Import required libraries

In [0]:
from sklearn.linear_model import LogisticRegression
from sklearn.svm import SVC
from sklearn.ensemble import RandomForestClassifier
import numpy as np
from sklearn.datasets import load_digits

In [5]:
digits = load_digits()
dir(digits)

['DESCR', 'data', 'images', 'target', 'target_names']

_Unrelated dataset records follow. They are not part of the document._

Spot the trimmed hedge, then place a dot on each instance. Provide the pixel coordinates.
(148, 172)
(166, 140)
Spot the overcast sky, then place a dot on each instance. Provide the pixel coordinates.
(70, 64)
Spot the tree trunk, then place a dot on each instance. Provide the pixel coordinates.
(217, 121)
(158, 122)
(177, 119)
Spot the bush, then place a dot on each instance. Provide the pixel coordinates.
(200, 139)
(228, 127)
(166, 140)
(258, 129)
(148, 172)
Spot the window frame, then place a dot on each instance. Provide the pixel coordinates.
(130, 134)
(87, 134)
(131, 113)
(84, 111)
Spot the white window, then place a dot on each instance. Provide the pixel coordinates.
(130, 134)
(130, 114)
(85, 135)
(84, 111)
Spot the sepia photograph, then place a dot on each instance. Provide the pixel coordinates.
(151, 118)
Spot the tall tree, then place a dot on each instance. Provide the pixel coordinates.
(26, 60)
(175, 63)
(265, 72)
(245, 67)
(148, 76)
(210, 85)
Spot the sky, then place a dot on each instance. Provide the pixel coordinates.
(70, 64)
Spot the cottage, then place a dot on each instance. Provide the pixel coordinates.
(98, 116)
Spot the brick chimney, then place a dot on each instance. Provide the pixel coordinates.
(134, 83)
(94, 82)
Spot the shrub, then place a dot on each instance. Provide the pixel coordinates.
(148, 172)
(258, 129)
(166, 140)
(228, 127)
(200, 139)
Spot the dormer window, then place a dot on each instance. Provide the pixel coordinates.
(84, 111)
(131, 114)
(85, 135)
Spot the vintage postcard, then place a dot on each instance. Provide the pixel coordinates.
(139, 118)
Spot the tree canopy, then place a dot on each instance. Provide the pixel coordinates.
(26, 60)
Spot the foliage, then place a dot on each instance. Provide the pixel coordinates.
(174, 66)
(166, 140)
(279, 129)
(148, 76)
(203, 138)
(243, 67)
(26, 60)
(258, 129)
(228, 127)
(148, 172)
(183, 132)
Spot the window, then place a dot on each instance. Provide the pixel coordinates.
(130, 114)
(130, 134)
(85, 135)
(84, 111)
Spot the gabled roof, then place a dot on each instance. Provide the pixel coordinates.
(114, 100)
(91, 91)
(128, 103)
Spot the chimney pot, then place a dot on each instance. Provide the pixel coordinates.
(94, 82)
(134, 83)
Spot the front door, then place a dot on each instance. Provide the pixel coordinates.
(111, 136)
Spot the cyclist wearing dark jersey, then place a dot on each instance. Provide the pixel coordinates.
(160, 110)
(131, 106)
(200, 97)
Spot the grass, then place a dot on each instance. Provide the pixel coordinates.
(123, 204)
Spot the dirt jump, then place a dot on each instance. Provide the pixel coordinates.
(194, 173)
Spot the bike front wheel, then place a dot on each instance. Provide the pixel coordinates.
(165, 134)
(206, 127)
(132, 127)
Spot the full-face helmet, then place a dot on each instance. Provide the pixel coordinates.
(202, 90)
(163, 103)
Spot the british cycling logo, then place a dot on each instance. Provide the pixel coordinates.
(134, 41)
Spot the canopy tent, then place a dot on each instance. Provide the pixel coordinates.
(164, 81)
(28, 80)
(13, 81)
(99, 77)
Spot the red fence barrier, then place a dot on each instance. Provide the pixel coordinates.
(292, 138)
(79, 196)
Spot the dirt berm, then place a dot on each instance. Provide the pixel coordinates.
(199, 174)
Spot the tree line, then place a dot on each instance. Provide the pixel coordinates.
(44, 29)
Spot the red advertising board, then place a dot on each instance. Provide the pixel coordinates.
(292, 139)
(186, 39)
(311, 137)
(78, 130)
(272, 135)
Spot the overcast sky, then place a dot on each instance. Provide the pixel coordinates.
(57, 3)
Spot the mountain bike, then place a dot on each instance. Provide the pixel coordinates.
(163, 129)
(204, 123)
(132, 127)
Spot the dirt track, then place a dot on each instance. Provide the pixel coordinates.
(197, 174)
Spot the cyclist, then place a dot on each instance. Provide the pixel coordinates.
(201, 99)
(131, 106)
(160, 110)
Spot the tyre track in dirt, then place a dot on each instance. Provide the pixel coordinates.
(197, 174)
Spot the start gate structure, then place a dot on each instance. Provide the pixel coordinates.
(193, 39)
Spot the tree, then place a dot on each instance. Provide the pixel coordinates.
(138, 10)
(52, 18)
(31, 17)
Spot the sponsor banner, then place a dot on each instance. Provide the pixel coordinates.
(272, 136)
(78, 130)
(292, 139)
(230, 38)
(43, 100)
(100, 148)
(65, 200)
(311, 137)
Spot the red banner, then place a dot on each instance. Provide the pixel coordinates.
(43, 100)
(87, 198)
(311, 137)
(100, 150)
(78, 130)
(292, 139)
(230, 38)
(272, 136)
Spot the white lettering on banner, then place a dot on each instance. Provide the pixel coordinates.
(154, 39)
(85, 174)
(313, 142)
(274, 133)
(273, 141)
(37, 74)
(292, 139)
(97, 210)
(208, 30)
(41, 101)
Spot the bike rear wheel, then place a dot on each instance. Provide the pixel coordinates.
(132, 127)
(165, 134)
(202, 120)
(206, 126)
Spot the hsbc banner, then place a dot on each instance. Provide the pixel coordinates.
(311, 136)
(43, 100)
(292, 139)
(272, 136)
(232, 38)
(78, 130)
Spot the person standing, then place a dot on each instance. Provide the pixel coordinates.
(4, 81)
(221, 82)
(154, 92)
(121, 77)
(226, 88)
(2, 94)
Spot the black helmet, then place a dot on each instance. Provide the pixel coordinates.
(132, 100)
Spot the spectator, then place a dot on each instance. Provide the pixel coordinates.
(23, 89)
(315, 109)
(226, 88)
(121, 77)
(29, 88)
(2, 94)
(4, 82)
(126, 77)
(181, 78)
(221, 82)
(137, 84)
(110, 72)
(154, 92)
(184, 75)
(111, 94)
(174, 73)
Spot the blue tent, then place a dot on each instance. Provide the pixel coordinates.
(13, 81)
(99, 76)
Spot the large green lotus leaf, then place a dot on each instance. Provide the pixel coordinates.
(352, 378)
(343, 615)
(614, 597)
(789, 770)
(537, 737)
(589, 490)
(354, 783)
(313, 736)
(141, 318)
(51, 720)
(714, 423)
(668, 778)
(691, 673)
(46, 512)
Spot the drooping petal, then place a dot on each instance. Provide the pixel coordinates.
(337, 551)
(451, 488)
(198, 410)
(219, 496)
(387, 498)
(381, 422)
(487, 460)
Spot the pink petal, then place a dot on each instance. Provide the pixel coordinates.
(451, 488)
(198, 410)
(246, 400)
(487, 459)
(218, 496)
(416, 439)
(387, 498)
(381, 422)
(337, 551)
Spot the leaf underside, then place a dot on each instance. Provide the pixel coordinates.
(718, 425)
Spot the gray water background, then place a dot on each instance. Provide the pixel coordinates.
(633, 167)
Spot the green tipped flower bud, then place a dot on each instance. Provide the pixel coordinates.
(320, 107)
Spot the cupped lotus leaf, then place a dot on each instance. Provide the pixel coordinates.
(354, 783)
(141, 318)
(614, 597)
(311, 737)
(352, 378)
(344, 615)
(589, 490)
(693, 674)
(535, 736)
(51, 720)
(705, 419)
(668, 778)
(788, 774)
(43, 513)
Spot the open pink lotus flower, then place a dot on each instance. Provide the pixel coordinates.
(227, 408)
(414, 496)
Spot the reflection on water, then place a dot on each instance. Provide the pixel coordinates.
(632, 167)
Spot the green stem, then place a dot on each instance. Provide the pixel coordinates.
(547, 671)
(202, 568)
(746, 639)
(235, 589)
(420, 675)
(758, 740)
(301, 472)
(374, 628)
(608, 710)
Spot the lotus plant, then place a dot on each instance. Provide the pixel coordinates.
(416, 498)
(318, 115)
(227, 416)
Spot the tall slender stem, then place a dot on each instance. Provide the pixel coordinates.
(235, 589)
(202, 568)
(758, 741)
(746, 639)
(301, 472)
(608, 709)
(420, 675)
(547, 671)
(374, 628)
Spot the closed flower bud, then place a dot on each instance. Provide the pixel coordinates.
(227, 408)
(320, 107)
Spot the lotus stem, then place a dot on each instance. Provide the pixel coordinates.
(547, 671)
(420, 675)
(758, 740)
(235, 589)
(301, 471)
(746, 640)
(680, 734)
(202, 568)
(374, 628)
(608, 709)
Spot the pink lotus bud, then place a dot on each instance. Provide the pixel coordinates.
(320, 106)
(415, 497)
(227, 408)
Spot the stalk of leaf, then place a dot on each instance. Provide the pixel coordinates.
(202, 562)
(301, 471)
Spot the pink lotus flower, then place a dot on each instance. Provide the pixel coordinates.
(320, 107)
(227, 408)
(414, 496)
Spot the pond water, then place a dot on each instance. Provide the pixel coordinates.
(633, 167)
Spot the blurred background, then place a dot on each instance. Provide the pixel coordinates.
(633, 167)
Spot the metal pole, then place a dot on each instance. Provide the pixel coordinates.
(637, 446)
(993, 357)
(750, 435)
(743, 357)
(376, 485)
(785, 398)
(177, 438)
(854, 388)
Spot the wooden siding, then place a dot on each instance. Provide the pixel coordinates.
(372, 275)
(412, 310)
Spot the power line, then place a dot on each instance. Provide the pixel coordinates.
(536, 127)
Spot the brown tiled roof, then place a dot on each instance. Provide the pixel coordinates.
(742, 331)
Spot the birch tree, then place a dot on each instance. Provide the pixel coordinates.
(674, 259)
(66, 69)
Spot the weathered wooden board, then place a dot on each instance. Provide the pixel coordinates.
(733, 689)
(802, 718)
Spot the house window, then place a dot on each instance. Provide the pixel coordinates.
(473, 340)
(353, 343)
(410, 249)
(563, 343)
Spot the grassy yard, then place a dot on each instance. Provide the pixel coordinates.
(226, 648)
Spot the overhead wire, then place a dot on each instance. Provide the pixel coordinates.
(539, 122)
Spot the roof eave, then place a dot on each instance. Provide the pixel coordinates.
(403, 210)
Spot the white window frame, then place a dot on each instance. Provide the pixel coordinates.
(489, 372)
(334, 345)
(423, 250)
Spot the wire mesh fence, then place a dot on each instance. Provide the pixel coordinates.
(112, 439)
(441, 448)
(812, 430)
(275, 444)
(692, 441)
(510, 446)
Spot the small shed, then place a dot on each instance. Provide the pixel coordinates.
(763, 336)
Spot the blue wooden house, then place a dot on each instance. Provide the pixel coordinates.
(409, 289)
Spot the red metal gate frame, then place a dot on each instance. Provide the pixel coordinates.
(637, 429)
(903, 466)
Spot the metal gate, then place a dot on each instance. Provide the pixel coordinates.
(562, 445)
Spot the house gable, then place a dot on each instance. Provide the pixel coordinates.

## Understanding the digits dataset
1. digits.DESCR > Description of the dataset
2. digits.data > Contains 1797 training example. Since each image is 8x8 digts, 64 pixel is the size of each example
3. digits.target > Contains target value for each training examples, so it conatins 1797 y labels
4. digits.target_names > Contains name for each target since we have 10 possible classes it conatins 10 names only

* Here digits.data is out independent/inputs/ X variables
* And digits.target is out dependent/target/y varaibale

## Lets split the data

In [15]:
from sklearn.model_selection import train_test_split

X_train,X_test,y_train,y_test = train_test_split(digits.data,digits.target,test_size=0.3)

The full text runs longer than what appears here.